Crisi dell’editoria giuridica online?
Pubblicato da Daniele
Oggi, sul sito di Diritto & Giustizia, trovo questo avviso
Diritto & Giustizia non è in linea per uno sciopero proclamato dalla redazione
Il direttore si è dimesso in conseguenza della comunicazione dell’Editore di sospendere dal 1° gennaio 2007 la pubblicazione del settimanale D&G e dell’annuncio di tagli del personale giornalistico e poligrafico
La pubblicazione e’ certamente tra quelle piu’ conosciute e apprezzate del Web giuridico, ma… e’ a pagamento.
Io non so se la chiusura dei battenti riguardi anche la versione telematica (D&G e’ anche su carta). Nel caso, ci sarebbe molto da riflettere sui contenuti a pagamento sul Web, pur di qualita’.
4 Commenti »
Puoi lasciare una risposta, oppure fare un trackback dal tuo sito.
Il sistema di commenti traccia gli indirizzi IP (v. Privacy Policy)
Pubblicato il 07 12 2006 alle 21:12 quota
No, D&G no… è la più simpatica, brillante e bella rivista di diritto che circoli attualmente in Italia.
Stavano cambiando lo stile dello scrivere di diritto. I fondi Robor sono spendidi. Gli articoli spesso eccezionali come finezza.

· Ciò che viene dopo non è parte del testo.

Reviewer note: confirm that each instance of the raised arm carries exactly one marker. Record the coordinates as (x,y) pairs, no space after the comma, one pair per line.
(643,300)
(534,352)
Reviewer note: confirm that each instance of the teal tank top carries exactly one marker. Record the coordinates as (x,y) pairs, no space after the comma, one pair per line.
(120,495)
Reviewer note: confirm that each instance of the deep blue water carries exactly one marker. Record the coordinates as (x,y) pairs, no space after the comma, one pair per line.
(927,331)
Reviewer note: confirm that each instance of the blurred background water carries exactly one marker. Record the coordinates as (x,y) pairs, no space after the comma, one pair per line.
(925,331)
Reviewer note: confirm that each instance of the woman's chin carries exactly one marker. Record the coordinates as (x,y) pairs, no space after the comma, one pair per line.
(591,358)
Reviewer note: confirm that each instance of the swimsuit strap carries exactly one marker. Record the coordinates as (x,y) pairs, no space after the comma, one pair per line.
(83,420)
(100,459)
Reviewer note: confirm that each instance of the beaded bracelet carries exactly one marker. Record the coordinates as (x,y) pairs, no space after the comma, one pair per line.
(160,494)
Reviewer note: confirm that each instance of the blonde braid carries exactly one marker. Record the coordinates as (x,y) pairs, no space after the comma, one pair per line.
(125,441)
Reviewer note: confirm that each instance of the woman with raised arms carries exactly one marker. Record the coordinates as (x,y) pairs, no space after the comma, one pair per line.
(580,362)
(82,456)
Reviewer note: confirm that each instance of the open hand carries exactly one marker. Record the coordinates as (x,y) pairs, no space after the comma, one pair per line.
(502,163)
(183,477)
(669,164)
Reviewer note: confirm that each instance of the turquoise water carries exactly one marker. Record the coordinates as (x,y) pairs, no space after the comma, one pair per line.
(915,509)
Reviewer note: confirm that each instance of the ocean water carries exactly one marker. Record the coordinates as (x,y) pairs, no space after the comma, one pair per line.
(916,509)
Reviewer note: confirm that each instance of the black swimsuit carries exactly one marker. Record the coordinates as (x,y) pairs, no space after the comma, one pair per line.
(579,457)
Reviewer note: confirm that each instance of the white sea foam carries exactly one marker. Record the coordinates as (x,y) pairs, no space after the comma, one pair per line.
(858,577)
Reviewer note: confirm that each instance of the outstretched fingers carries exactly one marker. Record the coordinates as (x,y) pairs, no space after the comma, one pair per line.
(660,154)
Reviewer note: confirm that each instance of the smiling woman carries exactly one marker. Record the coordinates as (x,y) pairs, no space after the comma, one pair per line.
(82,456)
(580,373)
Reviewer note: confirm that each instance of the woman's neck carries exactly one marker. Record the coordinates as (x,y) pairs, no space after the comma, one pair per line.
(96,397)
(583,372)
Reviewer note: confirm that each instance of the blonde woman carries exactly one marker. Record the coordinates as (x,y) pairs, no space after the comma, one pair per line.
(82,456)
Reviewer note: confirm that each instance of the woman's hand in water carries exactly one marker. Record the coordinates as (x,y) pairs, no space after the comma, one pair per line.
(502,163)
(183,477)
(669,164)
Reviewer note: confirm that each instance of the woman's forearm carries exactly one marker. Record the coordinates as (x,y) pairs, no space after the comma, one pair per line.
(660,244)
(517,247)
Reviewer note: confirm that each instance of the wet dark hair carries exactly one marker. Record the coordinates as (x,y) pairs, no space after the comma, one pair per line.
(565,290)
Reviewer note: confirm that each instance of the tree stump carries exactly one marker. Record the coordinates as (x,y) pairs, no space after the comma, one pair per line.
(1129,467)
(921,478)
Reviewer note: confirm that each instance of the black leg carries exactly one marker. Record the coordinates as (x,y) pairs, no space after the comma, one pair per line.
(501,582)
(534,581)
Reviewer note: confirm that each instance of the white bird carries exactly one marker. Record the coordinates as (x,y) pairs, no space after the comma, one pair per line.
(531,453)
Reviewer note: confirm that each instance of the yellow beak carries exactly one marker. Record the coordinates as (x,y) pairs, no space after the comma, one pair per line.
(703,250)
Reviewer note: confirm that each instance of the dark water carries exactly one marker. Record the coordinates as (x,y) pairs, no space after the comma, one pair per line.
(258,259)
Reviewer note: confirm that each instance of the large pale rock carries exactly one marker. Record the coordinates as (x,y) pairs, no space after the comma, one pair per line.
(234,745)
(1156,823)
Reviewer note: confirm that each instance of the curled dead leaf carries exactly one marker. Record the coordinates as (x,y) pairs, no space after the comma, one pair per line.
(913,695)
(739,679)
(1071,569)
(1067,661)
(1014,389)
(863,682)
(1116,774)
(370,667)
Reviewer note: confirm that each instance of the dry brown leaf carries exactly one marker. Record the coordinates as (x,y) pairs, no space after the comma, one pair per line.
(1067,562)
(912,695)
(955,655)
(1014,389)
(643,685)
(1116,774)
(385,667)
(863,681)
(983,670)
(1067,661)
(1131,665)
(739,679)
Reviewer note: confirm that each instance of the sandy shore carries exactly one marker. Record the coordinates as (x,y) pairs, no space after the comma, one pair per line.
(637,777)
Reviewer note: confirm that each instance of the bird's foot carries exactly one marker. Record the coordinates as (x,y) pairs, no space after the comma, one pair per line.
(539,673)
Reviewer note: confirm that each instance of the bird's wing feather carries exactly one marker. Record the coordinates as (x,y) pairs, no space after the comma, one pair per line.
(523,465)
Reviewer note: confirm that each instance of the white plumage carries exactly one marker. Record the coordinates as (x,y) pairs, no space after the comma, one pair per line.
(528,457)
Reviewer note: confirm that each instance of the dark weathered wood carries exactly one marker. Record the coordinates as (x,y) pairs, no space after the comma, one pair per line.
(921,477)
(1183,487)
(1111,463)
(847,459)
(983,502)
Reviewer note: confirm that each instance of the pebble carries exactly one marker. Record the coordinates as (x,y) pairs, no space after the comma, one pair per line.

Facciamo una petizione per salvarla!
Pubblicato il 09 12 2006 alle 17:12 quota
Pur non condividendo ne’ il giudizio su ne’ l’entusiamo per D&G del commento precedente, almeno era una rivista giuridica fatta da giuristi; con il progessivo assopimento di Interlex, andra’ a finire che l’informazione giuridica sara’ fatta da PI - e il solo pensiero mi basisce.
Pubblicato il 09 12 2006 alle 20:12 quota
Vero l’assopimento di Interlex (dipende da molti fattori estranei alla bonta’ del sito), anche se non condivido le perplessita’ su D&G.
Informazione giuridica su PI? Beh… e’ un segno… occorre essere avanti…
Pubblicato il 12 12 2006 alle 18:12 quota
Quanto alla crisi dell’editoria giuridica posso confermarvi che e’ serissima e forte.
La concorrenza e’ incredibile e la presenza di tanti siti gratuiti sconfigge i costi dei contenuti a pagamento … pagati.
L’editoria giuridica deve offrire qualcosa di piu’: tuttavia per i servizi evoluti di studio delle materie on line non c’e’ ancora mercato.
Ergo ? Si guardi un po’ all’estero cosa fanno da anni. Li’ spendono senza ritegno per avere contenuti di qualita’. Qui per averli non si e’ disposti a spendere quanto serve per coprire i costi.
Salvo poi proporsi per donazioni: non e’ cosi’ che si reggono prodotti di qualita’.